A Super Bowl commercial for ecommerce platform Temu depicts a woman scoring outrageously cheap deals, including a $9.99 red evening gown. “Shop like a billionaire,” the ad says.
It turns out American consumers worried about inflation enjoy Temu bestsellers like ~$10 Lenovo earbuds and ~$3 sunglasses.
It’s now the most-downloaded app in the US, with 24m downloads since its September launch and 11m+ monthly active users, per CNN.
Why’s it so cheap?
Temu is based in Boston, but owned by China’s PDD Holdings Inc. PDD also owns Pinduoduo, a shopping platform with ~900m users, and generated $14.7B in 2021 revenue.

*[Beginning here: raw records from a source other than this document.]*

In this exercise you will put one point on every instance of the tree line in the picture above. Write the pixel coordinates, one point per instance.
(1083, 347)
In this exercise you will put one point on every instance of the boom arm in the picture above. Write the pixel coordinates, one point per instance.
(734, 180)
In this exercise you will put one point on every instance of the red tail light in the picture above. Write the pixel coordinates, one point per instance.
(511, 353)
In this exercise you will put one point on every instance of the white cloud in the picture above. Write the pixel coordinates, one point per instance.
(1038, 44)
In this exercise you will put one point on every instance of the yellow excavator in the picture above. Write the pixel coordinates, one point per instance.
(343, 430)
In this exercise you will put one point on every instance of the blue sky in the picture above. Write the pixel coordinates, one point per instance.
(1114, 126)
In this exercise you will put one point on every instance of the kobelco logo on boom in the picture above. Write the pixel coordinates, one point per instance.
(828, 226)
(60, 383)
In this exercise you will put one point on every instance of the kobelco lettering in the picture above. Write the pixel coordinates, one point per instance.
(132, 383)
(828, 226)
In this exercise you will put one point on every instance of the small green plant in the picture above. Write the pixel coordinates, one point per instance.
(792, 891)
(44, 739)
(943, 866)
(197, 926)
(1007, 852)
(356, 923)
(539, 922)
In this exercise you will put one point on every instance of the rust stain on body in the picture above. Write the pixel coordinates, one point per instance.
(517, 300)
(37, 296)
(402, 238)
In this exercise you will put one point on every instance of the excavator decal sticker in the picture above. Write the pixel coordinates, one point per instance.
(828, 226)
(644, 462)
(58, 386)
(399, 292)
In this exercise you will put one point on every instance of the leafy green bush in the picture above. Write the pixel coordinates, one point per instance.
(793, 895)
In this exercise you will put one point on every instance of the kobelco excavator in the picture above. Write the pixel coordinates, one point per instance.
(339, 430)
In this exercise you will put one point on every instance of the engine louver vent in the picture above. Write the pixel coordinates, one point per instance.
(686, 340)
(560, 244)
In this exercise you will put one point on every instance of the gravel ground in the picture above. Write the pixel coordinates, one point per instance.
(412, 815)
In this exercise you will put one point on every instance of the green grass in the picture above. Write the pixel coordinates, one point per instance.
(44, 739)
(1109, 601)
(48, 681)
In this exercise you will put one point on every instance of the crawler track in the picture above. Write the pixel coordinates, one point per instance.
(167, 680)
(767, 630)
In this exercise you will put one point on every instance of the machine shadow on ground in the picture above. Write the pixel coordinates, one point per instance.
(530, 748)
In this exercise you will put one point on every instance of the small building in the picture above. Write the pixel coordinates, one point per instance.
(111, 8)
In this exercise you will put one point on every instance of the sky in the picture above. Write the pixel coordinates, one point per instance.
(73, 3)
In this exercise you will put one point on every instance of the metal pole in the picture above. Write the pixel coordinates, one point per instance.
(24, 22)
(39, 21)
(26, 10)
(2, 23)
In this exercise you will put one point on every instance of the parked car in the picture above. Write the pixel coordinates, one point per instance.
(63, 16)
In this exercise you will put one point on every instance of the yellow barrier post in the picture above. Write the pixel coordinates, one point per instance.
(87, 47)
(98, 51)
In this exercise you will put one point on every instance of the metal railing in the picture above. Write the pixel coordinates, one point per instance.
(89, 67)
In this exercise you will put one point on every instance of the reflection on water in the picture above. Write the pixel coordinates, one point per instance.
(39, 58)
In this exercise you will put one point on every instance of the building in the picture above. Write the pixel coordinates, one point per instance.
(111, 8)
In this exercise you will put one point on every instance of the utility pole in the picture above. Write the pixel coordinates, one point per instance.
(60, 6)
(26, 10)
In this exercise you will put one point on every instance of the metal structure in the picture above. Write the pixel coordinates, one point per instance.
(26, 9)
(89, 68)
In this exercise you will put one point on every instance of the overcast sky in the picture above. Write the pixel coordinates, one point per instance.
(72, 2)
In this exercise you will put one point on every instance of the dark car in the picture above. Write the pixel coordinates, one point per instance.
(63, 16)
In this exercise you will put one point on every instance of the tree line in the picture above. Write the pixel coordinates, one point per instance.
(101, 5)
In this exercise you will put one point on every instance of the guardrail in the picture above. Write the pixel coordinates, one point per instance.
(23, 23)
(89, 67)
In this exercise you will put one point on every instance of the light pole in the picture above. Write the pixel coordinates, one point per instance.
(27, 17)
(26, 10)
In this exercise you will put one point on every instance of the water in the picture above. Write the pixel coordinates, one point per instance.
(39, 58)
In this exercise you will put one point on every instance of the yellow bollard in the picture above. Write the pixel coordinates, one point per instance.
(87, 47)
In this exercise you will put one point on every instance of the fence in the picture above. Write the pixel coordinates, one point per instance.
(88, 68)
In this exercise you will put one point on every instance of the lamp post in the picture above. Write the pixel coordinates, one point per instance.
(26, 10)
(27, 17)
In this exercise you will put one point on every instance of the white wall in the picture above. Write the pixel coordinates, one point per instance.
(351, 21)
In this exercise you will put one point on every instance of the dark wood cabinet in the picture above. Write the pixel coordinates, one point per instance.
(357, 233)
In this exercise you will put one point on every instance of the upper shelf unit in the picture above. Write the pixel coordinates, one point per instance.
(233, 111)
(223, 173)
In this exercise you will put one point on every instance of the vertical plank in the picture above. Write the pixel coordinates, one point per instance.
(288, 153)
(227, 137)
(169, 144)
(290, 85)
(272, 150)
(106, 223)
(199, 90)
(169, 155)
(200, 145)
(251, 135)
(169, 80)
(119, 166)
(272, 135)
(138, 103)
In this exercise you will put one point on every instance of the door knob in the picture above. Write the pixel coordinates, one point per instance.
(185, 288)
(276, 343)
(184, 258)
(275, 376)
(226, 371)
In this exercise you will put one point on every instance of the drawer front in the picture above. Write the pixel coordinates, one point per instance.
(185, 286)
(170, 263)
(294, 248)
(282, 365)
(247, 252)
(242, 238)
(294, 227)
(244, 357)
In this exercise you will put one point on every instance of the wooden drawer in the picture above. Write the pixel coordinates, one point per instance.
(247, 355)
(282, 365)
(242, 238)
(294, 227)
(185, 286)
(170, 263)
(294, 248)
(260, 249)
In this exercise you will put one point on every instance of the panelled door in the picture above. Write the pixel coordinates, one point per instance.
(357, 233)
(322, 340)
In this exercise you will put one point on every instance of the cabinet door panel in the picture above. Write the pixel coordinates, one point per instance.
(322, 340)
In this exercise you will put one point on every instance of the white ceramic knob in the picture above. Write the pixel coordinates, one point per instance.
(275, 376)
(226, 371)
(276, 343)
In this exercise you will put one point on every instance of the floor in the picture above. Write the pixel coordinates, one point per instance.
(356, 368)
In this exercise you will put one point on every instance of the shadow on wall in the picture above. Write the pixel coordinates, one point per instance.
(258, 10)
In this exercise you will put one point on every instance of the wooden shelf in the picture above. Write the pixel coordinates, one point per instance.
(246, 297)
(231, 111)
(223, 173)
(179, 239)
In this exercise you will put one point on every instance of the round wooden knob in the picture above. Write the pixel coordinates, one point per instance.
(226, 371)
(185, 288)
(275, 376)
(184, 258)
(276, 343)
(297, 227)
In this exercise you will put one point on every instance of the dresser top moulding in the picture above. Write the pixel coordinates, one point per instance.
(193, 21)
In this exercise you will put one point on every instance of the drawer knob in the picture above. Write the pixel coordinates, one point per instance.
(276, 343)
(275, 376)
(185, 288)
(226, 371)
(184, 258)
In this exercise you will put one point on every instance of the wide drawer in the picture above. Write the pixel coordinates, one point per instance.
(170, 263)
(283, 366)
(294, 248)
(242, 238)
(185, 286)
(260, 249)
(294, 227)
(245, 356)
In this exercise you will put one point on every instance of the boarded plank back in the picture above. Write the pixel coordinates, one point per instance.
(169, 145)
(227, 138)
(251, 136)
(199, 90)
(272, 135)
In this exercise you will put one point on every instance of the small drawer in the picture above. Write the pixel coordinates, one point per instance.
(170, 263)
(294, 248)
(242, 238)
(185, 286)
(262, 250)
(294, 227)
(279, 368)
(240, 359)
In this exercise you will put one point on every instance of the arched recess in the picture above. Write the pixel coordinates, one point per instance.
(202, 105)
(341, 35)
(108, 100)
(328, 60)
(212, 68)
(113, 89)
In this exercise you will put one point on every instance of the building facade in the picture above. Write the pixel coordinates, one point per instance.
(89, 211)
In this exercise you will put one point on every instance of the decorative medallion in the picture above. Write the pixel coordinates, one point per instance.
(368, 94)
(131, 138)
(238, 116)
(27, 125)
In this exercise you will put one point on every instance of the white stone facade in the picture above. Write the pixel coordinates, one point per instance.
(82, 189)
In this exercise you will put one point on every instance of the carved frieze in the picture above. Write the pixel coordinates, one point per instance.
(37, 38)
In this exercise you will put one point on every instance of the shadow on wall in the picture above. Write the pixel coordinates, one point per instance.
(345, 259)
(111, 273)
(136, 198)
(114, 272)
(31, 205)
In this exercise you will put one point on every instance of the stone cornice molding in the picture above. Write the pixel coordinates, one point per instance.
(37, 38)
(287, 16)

As such, it can cut out the middleman and ship directly from China, with no need for US warehouses, in ~7-15 days, per Wired.
Temu drives prices even lower with perks like free shipping and referral-based discounts, but it’s unclear if that’s sustainable. Some analysts think it may be subsidizing customers to gain users.
Is the stuff any good?
At first blush, Temu looks kind of like Wish, whose products are often so bad it’s become a meme.
The influencers with whom Temu has partnered may declare everything in their hauls as “sooooo cute,” but other creators have noted a mix of good and meh products, longer shipping times, and damaged or incorrect items.
It’s also racked up 127 complaints on the Better Business Bureau website, where its rating is a measly 1.8 stars.
Meanwhile, in China, the deaths of two Pinduoduo workers have led many to call for a boycott — which is reminiscent of Shein, another fast-fashion, bargain app under fire for labor and environmental concerns.